Friday, September 13, 2024

Reparative Fantasy

 




Echo and Narcissus. John William Waterhouse, 1903

Walker Art Gallery, Liverpool




Stuck in the past. Or caught in the future's web of illusions.


Sometimes erotic fantasy becomes a retreat from the reality of the here and now. I've seen this happen to others. I've seen it happen to myself.


But not always.


Every fantasy begins with a longing for something unfulfilled.


Somewhere behind the longing lies grief, for something that never was.


The longing is a desire to heal a wound. To close a gap in the self.


The snare comes with imagining, "If I could only have this, I'd be complete.
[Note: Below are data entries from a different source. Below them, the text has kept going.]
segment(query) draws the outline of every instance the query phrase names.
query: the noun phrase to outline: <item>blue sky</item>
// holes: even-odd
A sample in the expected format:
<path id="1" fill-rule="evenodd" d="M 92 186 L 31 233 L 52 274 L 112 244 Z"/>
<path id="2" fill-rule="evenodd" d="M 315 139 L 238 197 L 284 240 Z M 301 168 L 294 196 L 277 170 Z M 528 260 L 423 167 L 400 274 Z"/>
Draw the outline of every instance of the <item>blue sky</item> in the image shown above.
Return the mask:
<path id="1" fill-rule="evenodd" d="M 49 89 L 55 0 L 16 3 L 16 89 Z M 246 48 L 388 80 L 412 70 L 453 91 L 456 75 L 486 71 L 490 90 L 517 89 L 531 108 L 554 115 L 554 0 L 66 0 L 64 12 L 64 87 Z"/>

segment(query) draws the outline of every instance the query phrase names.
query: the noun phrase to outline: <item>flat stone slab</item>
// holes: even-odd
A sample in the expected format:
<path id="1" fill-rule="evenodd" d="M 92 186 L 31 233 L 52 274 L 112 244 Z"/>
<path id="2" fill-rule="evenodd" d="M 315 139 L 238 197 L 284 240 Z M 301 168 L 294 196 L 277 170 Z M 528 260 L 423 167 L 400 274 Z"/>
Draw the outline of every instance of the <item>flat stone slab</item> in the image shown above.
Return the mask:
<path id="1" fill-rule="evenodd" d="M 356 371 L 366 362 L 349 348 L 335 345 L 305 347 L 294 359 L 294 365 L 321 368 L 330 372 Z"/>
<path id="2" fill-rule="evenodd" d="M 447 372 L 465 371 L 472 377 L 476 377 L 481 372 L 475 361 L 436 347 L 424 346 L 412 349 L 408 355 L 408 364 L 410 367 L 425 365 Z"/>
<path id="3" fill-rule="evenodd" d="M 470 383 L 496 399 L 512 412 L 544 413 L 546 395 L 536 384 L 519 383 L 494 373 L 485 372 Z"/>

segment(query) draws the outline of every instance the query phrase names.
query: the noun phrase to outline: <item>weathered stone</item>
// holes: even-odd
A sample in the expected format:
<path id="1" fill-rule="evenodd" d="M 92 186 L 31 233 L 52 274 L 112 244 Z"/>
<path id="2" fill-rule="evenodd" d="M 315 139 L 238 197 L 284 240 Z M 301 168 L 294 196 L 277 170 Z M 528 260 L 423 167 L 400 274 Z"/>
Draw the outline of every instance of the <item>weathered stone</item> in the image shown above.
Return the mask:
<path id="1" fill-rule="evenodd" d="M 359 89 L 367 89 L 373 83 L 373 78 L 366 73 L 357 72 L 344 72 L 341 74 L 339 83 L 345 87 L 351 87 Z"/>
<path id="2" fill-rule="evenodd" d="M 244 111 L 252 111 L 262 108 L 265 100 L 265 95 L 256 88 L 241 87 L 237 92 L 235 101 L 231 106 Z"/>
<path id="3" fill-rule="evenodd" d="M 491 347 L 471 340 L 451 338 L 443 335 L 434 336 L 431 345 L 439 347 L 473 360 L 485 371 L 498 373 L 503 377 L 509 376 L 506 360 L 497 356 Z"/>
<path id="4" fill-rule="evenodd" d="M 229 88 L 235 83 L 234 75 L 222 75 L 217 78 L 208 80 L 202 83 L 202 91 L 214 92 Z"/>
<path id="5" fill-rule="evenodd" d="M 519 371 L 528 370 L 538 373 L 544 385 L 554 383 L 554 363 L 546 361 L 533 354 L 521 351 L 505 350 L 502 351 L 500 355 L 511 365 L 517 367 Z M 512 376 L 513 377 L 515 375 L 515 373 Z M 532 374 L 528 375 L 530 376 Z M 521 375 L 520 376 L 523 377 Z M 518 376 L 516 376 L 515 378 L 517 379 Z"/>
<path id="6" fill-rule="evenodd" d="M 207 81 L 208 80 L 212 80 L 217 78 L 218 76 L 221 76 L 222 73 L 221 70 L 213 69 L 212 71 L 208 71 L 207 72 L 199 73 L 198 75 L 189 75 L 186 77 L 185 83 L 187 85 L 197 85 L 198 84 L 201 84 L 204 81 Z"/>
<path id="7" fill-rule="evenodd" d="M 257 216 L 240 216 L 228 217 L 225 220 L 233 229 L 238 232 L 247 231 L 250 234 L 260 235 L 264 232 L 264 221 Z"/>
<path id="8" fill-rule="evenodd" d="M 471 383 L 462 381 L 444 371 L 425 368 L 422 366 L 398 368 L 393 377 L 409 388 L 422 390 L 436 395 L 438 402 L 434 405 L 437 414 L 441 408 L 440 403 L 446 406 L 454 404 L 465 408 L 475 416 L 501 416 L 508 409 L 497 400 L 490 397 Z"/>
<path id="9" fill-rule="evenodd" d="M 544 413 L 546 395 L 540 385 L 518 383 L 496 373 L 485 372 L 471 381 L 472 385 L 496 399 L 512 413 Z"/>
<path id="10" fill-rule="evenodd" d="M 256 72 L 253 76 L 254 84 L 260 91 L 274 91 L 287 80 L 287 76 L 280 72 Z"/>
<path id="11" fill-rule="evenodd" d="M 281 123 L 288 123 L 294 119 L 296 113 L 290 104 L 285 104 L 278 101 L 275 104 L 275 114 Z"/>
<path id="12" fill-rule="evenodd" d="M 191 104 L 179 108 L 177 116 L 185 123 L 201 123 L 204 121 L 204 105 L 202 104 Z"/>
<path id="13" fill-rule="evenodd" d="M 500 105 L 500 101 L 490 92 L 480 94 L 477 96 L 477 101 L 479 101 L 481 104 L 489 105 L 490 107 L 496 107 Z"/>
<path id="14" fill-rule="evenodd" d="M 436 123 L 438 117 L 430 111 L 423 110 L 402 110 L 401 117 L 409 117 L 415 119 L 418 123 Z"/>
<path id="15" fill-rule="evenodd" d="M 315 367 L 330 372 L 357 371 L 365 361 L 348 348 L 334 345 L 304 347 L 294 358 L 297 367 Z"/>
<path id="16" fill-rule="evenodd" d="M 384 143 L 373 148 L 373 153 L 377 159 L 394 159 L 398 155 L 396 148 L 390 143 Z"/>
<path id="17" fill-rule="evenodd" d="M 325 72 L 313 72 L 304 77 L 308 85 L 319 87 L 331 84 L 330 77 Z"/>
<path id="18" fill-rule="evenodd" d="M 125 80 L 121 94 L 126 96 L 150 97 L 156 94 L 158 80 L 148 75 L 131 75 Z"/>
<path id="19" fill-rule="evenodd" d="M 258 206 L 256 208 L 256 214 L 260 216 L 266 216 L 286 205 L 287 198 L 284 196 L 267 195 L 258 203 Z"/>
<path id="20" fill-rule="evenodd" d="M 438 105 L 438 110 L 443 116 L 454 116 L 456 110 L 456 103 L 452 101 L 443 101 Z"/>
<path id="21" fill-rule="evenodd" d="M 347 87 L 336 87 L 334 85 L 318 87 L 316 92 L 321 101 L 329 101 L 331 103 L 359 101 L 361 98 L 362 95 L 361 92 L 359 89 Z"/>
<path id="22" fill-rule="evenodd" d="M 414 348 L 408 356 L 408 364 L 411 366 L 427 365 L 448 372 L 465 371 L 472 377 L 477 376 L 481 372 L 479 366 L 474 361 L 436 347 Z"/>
I'd be healed."


Facing that the wound can't be undone, only transformed, would mean giving up all hope for a better past.


Or put differently:  admitting that the wound can't be undone is a step toward forgiving the past for being what it was. And more importantly, for what it still is, within us.


Can fantasy turn around to look more directly, with wisdom and compassion,  at the wound that's it's struggling to repair? Can my fantasy then help me recognize that the longed-for object it conjures is somehow already active within my own psyche? That along with the wound, there's grown a strength that I can carry forward in my life?


Can fantasy thus help repair the soul after all?


1 comment:

  1. I’ve been meditating on this exact same theme the last 2-3 days, then read this. Thank you!